Quand Emmanuel Macron tente de conjurer le régicide sur TF1

Par Françoise Fressoz - Le Monde

Pour le chef de l’Etat, « la France est un pays de monarchistes régicides ». Pour calmer la grogne, dimanche soir, il a opté pour la pédagogie mais pas pour les concessions, souligne dans sa chronique, Françoise Fressoz, éditorialiste au « Monde ».

Louis XVI n’est jamais loin des monarques qui nous gouvernent. « En forçant le trait, on pourrait dire que la France est un pays de monarchistes régicides, ou encore que les Français élisent un roi mais qu’ils veulent à tout moment pouvoir le renverser », a déclaré Emmanuel Macron dans un entretien à l’hebdomadaire allemand Der Spiegel publié juste avant son intervention télévisée, dimanche soir 15 octobre sur TF1.

Ce n’est pas la première fois que le vainqueur de 2017 souligne la précarité de la fonction présidentielle, sa dangerosité même. Il l’avait déjà analysée lorsqu’il était en campagne, reprenant à son compte l’analyse de Nicolas Sarkozy qui confessait durant son quinquennat avoir la crainte que d’un coup, tout s’embrase : « La France n’est pas le pays le plus simple à gouverner du monde… Les Français ont guillotiné le roi, au nom d’une mesure symbolique, ils peuvent renverser le pays », répétait-il à ses ministres lorsqu’il voulait calmer le jeu.

« Je fais ce que j’ai dit »

Pour conjurer le régicide, Nicolas Sarkozy, l’homme de « la rupture », avait appris à composer.
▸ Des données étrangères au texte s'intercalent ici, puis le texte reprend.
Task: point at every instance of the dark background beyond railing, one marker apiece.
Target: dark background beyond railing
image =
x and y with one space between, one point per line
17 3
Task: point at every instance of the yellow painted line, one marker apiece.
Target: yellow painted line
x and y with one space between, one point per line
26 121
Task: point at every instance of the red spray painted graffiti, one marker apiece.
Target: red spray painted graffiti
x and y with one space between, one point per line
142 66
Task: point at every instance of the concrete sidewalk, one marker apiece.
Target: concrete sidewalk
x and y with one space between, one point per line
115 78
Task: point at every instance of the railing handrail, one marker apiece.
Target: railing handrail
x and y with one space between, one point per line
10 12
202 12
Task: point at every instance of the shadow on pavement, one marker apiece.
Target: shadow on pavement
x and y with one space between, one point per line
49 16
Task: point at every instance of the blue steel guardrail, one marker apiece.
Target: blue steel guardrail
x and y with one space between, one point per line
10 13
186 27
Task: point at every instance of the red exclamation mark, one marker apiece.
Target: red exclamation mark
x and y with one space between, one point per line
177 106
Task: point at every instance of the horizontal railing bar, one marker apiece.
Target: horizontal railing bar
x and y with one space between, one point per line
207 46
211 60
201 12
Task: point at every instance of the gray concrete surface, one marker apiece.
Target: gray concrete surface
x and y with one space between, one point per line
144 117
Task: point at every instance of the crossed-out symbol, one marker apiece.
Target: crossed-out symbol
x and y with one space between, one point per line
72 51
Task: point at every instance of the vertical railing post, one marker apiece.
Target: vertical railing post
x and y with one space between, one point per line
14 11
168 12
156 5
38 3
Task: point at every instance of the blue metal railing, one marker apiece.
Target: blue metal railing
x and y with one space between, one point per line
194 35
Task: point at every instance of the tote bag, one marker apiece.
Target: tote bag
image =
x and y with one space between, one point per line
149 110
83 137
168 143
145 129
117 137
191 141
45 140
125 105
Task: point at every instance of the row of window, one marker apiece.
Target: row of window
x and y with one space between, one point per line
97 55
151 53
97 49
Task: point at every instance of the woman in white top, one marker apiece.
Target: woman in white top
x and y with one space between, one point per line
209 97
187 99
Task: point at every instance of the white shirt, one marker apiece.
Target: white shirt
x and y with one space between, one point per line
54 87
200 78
Il dosait les réformes, pactisait avec la CGT, s’arrêtait au point d’équilibre qu’il jugeait acceptable, ce qui avait le don d’énerver son premier ministre, François Fillon, qui aurait voulu aller beaucoup plus loin que lui sur la réforme des régimes spéciaux de retraite ou l’assouplissement des 35 heures par exemple.

Emmanuel Macron, c’est tout le contraire : « Je continuerai au même rythme avec la même détermination. C’est le mandat du peuple français », a-t-il fait valoir dimanche en se glorifiant de mettre en œuvre tout ce qu’il avait annoncé pendant la campagne : « Je fais ce que j’ai dit. »

Ses cinq premiers mois élyséens le confortent. Certes, des résistances sont apparues mais aucune ne s’est révélée suffisamment forte et construite pour l’empêcher : les syndicats sont trop divisés, Jean-Luc Mélenchon trop radical, la droite trop centrée sur sa reconstruction et le PS trop empêtré dans sa déconstruction pour espérer peser.

« Je n’ai pas cherché à humilier »

Alors le président de la République fonce avec pour seul ennemi lui-même, ses déclarations à l’emporte-pièce – « bordel », « fainéants » – qui risquent, à force de s’accumuler, de le faire passer pour un « de la haute », méprisant, coupé du peuple, dépourvu d’affect. « Je n’ai pas cherché à humilier », s’est défendu Emmanuel Macron sans vouloir cependant se dédire, revendiquant le parler cru et dénonçant « le mot sorti de son contexte ».

Pour un roi, le mea culpa est toujours difficile, si ce n’est impossible. Et pourtant, le président de la République l’a senti : il faudra bien qu’il trouve les moyens d’améliorer sa relation au peuple durant cette période délicate d’« un an et demi à deux ans » qu’il s’est donnée avant d’engranger les résultats, de voir repartir la croissance et l’emploi, de prouver que le pays est effectivement « profondément transformable », comme l’annonce le contrat de départ.

Lorsqu’il était en difficulté, Nicolas Sarkozy jouait sur l’affect, Emmanuel Macron est davantage enclin à la pédagogie, un brin technocratique. Mais les causes sont parfois difficiles à plaider, comme celle de la réforme de l’ISF qui ne saurait se résumer à un simple problème de « jalousie ». La force symbolique de cet impôt est telle qu’il faudra plus qu’une intervention télévisée pour l’abattre.